Chester Ronning, né en Chine et parlant couramment le chinois, a occupé des postes importants au sein de la diplomatie canadienne en Chine pendant la guerre. Un ancien dirigeant de la Fédération du Commonwealth coopératif en Alberta, il appuyait plusieurs aspects du programme communiste de la Chine et a activement soutenu la reconnaissance du gouvernement communiste chinois établi en 1949. Il a aussi été considéré comme persona non grata par plusieurs personnes à Washington. En réalité, les services secrets militaires américains étaient convaincus qu’il existait un « réseau d’espionnage canadien » qui était actif en Extrême-Orient après la guerre.

Ces idées saugrenues ont pris forme car le gouvernement américain voulait à tout prix établir son influence en Asie. C'était à leur avantage que les représentants américains perçoivent les opposants à leurs politiques comme des adversaires se trouvant de l’autre côté de la barrière séparant « eux et nous ». Cette polarisation et cette simplification de problèmes complexes sont la marque des régimes autoritaires et populistes. L’anticommunisme était une arme efficace dans ce jeu et plusieurs en ont souffert.

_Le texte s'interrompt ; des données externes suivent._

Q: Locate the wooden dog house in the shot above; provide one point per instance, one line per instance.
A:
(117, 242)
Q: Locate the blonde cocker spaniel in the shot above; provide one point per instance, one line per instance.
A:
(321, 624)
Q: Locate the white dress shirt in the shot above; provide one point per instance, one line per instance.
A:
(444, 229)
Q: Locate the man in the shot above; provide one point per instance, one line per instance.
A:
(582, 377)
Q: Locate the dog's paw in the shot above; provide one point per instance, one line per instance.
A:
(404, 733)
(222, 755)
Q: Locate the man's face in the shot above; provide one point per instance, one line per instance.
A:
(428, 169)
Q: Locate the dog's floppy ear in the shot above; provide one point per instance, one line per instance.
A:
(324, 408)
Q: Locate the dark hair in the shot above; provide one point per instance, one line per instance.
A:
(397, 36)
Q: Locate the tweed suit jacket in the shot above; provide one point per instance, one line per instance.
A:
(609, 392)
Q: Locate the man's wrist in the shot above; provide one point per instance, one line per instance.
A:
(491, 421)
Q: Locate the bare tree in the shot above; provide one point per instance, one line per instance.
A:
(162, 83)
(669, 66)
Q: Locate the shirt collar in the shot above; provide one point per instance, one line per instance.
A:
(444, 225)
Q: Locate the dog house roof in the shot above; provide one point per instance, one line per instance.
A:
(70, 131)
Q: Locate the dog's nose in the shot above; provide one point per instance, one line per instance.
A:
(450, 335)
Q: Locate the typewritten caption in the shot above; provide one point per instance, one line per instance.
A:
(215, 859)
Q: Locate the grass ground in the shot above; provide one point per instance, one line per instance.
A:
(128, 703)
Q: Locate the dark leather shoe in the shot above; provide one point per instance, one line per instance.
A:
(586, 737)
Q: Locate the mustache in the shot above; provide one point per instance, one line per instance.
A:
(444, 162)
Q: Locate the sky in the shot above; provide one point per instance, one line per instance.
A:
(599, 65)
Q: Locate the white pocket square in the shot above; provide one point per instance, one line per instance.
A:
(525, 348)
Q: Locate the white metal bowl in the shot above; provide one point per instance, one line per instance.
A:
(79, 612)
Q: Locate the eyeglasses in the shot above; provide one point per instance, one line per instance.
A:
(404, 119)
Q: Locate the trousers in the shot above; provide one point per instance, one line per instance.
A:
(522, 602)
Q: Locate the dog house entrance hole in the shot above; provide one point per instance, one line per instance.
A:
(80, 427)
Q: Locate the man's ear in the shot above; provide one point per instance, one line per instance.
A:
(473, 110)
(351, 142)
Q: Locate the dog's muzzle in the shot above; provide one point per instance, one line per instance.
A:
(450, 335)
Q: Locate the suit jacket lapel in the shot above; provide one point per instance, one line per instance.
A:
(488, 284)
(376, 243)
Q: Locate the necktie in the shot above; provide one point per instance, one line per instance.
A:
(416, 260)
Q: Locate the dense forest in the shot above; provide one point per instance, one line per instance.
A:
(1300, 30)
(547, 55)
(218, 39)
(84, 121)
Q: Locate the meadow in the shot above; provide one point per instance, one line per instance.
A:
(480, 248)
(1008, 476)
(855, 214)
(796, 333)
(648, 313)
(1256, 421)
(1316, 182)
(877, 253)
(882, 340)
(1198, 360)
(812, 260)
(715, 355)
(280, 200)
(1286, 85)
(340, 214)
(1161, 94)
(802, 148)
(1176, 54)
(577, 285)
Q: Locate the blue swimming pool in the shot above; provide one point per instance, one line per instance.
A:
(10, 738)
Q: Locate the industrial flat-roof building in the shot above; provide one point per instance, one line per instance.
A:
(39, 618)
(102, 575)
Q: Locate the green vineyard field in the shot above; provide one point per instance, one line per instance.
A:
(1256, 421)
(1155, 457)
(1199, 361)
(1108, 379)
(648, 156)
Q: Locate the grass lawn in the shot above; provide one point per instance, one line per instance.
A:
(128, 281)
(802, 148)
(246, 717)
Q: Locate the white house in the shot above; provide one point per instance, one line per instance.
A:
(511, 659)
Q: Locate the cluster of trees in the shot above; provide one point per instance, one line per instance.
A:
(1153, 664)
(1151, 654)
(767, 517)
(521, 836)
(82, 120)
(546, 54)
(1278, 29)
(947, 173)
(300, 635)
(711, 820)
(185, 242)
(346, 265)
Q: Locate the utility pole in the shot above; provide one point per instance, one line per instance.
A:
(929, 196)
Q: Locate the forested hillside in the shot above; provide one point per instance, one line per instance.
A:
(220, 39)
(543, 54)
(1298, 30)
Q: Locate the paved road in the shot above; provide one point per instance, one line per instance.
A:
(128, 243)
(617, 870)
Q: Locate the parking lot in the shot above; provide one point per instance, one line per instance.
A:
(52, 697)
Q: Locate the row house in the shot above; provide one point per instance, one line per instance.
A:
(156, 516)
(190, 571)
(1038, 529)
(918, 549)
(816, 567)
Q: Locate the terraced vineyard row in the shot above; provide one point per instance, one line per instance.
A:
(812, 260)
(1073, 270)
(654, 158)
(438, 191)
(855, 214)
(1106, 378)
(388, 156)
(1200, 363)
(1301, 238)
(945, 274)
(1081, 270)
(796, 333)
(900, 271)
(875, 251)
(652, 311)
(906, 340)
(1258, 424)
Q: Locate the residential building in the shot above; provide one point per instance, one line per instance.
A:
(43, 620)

À l’époque, la persécution de Norman et son suicide subséquent avaient provoqué une tempête de protestations au Canada. Lester Pearson a aussi critiqué les agissements des Américains dans l’affaire Norman, mais il a imputé les causes de cette tempête à « l’anti-américanisme » latent ayant cours au Canada. Il a tenté de calmer la tempête plutôt que de l’utiliser pour renforcer l’indépendance du Canada. Pearson s’est finalement fié aux les États-Unis et n’a jamais pu accepter qu’ils soient en fait un pouvoir impérialiste. Cinquante ans après la mort de Norman, le monde continue d’en assumer les conséquences et les alliés des Américains forment des « coalitions de volontaires » pour soutenir leurs actions.